Objective: To investigate longitudinal subcortical structural changes in autosomal dominant Alzheimer's disease in relation to multiple PET and fluid biomarkers.
Design: Dominantly Inherited Alzheimer's Network (DIAN) Observational study SETTING: Multicenter study PARTICIPANTS: Participants were identified as mutation-carriers of pathologic variants in presenilin-1, presenilin-2, or amyloid precursor protein and as non-carriers from the same families as the mutation-carriers. They underwent baseline and 2 and more times longitudinal follow-up assessments of multiple biomarkers MEASUREMENTS: Participants underwent structural MRI, ¹¹C-Pittsburgh Compound B PET, ¹⁸F-fluorodeoxyglucose PET, and CSF and plasma assessments. Rates of biomarker change as a function of estimated years to symptom onset were estimated using multivariate linear mixed-effects models, and longitudinal associations between subcortical atrophy and multiple biomarkers were evaluated.

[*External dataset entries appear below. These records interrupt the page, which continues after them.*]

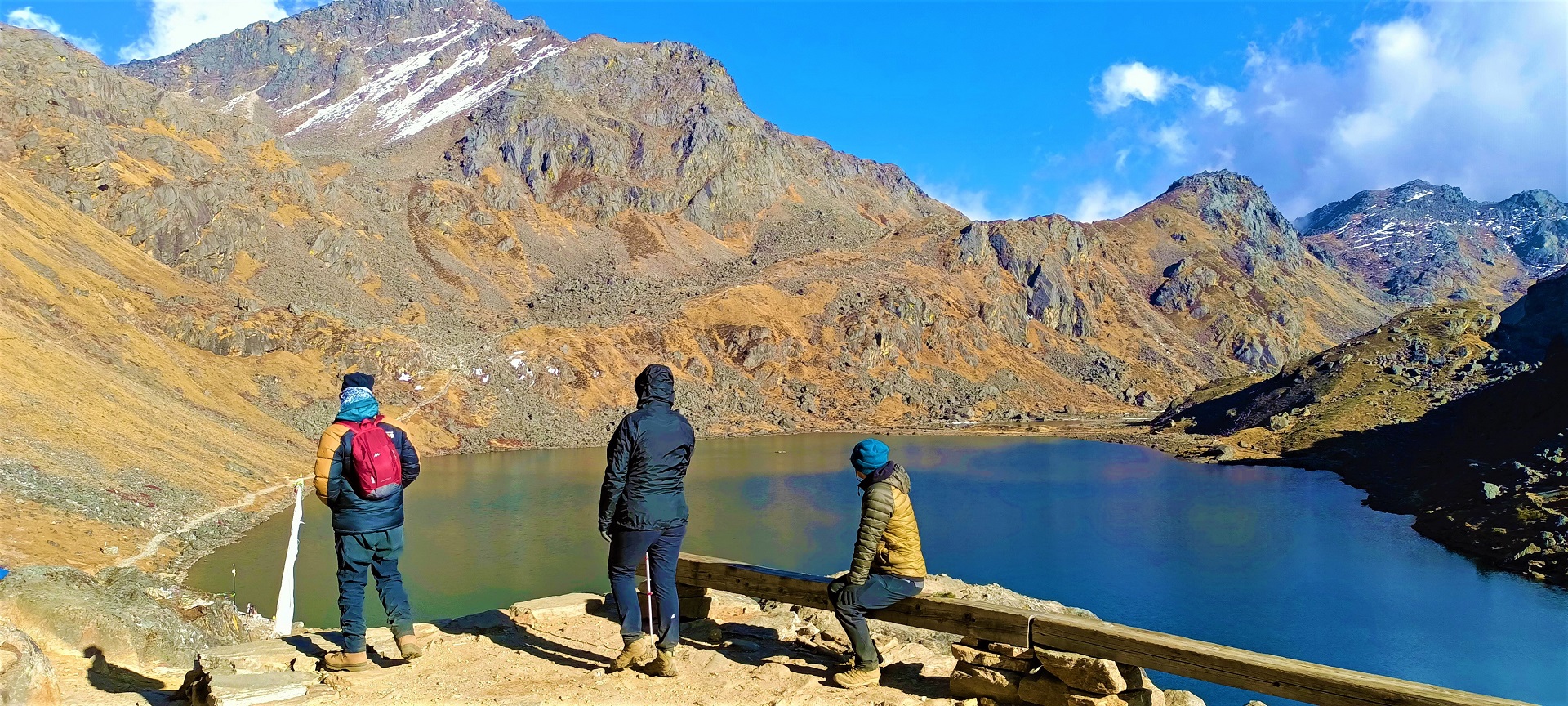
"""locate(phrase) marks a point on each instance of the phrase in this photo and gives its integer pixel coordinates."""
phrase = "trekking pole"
(648, 573)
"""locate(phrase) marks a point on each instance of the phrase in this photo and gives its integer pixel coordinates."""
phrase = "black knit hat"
(359, 380)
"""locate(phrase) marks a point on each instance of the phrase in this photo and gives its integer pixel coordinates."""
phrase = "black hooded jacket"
(645, 477)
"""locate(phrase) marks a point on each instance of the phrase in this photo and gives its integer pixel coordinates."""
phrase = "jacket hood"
(656, 383)
(893, 474)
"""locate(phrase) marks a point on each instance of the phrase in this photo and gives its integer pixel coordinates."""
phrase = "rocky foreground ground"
(129, 641)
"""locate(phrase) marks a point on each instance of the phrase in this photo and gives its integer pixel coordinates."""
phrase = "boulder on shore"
(25, 673)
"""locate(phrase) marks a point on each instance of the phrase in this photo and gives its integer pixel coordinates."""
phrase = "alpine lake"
(1267, 559)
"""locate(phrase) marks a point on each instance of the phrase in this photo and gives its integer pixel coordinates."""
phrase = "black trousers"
(852, 601)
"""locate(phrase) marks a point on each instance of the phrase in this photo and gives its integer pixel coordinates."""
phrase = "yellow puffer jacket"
(889, 538)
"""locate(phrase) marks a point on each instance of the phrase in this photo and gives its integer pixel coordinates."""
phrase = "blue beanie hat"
(869, 455)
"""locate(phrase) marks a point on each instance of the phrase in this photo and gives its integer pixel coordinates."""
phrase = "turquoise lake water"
(1267, 559)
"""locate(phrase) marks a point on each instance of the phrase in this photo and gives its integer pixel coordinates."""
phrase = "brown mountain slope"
(562, 237)
(1438, 413)
(112, 431)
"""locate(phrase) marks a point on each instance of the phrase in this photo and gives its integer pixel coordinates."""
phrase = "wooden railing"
(1217, 664)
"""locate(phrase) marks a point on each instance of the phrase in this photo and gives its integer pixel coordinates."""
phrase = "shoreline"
(238, 521)
(1106, 429)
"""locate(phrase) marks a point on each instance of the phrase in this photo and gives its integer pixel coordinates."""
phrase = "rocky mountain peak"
(1236, 206)
(1223, 181)
(1421, 242)
(386, 69)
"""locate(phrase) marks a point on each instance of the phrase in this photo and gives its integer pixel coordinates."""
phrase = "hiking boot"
(858, 677)
(664, 664)
(410, 647)
(345, 661)
(637, 651)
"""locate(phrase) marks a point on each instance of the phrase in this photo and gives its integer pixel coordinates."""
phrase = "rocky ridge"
(509, 272)
(1465, 399)
(1423, 242)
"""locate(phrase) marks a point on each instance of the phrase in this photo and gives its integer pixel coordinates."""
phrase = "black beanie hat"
(359, 380)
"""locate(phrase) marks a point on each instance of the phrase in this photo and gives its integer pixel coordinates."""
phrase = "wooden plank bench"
(1217, 664)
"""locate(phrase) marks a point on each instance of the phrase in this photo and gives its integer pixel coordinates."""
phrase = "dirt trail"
(745, 656)
(151, 548)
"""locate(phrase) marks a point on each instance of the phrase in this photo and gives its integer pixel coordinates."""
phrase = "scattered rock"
(1176, 697)
(554, 608)
(991, 659)
(772, 670)
(25, 673)
(1082, 672)
(971, 681)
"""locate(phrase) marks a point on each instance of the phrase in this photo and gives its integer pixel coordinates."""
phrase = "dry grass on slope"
(112, 431)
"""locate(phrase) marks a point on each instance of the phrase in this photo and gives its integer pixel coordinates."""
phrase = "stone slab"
(987, 658)
(690, 592)
(1176, 697)
(554, 608)
(1010, 650)
(973, 681)
(697, 608)
(256, 689)
(1136, 677)
(1082, 672)
(1045, 689)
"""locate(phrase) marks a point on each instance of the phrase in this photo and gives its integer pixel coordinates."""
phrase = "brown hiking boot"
(410, 647)
(345, 661)
(664, 664)
(637, 651)
(857, 678)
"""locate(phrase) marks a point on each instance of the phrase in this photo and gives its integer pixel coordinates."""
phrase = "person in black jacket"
(642, 510)
(369, 530)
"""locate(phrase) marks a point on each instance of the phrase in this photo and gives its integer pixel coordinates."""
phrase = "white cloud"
(1098, 203)
(1220, 99)
(29, 20)
(1471, 95)
(1174, 140)
(973, 204)
(177, 24)
(1121, 83)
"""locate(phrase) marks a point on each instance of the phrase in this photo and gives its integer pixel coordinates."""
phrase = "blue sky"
(1078, 107)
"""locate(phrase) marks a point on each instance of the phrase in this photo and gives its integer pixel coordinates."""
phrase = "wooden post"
(1218, 664)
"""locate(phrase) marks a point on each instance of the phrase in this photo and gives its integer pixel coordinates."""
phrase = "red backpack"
(376, 462)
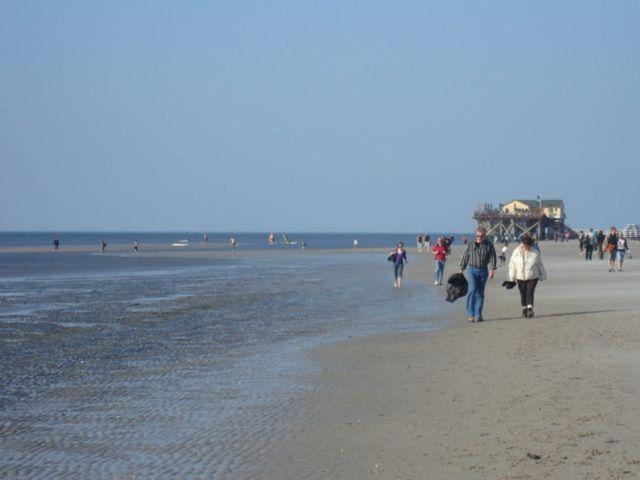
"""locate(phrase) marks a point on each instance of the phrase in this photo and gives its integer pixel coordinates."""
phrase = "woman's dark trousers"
(527, 287)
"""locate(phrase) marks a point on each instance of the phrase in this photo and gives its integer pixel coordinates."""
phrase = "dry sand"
(555, 396)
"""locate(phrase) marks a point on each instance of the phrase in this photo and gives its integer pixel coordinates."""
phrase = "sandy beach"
(554, 396)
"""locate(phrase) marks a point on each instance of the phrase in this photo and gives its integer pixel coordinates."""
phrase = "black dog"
(458, 287)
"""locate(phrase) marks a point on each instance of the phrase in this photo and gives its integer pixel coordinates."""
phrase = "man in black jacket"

Results: A total of 601 participants completed one or more clinical evaluations, with up to eight annual visits. Mutation carriers showed significantly greater longitudinal atrophy in the left amygdala, bilateral thalamus, putamen, nucleus accumbens, and hippocampus compared with non-carriers (Bonferroni-corrected p < 0.05). The earliest divergence was observed 13.2 years before the expected symptom onset in the right nucleus accumbens, following amyloid-β (Aβ) accumulation in the right thalamus that began 23.8 years before onset. Among carriers, atrophy in the right thalamus, bilateral putamen, and bilateral nucleus accumbens was significantly associated with region-specific or cortical Aβ accumulation, as well as with CSF Aβ42, Aβ42/Aβ40 ratio, total tau, and phosphorylated tau (Bonferroni-corrected p < 0.05).
Conclusions: The present findings may provide a unique and well-characterized model for investigating the temporal ordering of Alzheimer's disease biomarkers.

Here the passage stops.